What he’s trying to convey – and he does so brilliantly – is that for people like the Höss family, the mass murder of Jews in concentration camps simply wasn’t something they cared about or thought about. To Rudolf, they were a logistical problem to solve, but their lives themselves weren’t important to him. For Hedwig, it wasn’t even a case of her turning a blind eye. You don’t have to turn a blind eye to something if you don’t care. To her, the screams she heard from the camps while toiling around in the garden were nothing. She cared about as much for the people dying as she would an ant she stepped on. Sandra Hüller, who was so brilliant in Toni Erdmann, is chilling in her depiction of the true banality of evil.
It all adds up The Zone of Interest being one of the most unsettling films in years. The alien Scarlett Johansson played in Under the Skin had more empathy than these two have, with Hüller’s performance the most chilling of all.
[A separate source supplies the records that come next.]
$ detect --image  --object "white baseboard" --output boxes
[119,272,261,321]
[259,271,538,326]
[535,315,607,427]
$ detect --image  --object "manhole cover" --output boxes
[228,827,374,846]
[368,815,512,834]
We see her delightedly show her mother around their sprawling new home, which was stolen from Jews, and explain, without a hint of remorse, how when new people are brought in to be exterminated, she gets first dibs on all the property that’s been confiscated, bemusedly pointing out the diamond she found in a tube of toothpaste. That she plays the whole movie as so chipper makes her all the more horrifying, although Glazer shows us a more sadistic streak, as whenever she fights with her husband, she takes her wrath out on her household staff, which consists of Polish slave labor.
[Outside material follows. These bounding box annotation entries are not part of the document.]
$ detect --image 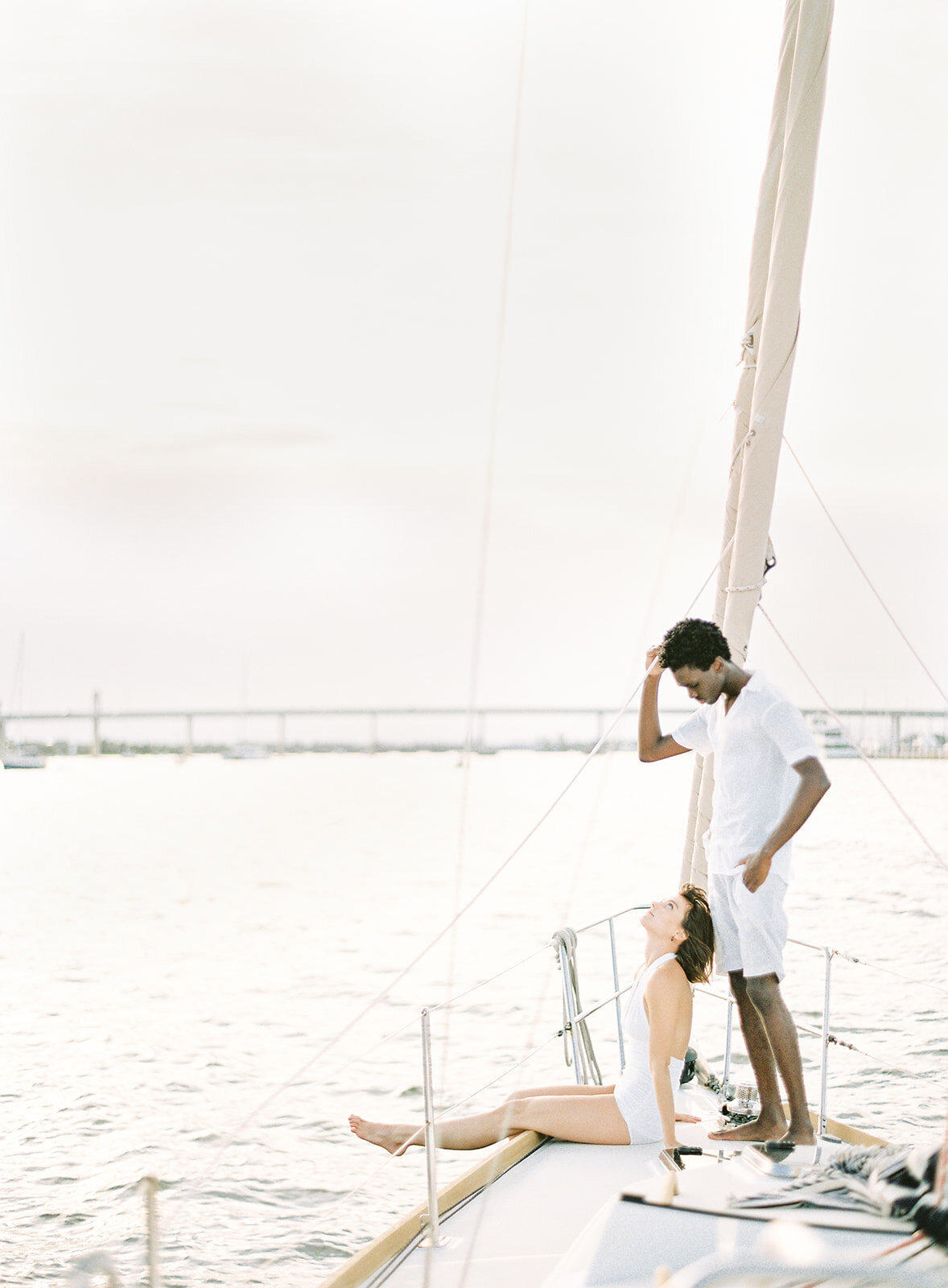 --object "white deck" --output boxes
[369,1097,908,1288]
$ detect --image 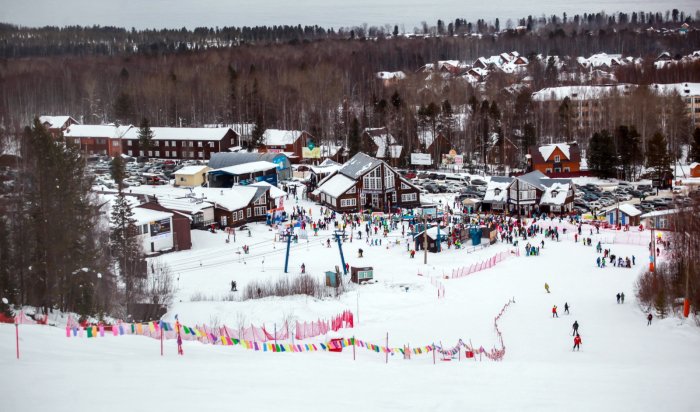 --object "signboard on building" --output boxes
[411,153,433,166]
[301,147,321,159]
[149,218,170,237]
There’s almost no story, with Glazer just observing the Höss family as they go about their lives. The movie opens up in the third act, with Rudolf having to move back to Germany. Hedwig is so desperate to hold onto the idyllic life she’s found at Auschwitz that she opts to stay behind with the children. Glazer and his DP Łukasz Żal make you feel like you’re a fly on the wall, which is unsettling when you’re watching such a film. While mostly absent, they include a few surrealistic touches, and the Mica Levi score is avant-garde and modern.
Glazer’s style will likely turn off some audience members, and the movie has already proven to be divisive. My bandwidth is usually limited as far as movies like this go, but Glazer has a good sense of his audience’s limit, keeping the film a manageable length. While some might be wondering whether we need another movie about the Holocaust, the film’s message that we humans are perfectly capable of dehumanizing those we see as “other” can’t be denied. In some ways, by having us observe the Höss family, we start to feel almost culpable. That’s certainly not easy to endure, but if something like The Zone of Interest inspires introspection in its viewers, it’s a worthwhile film.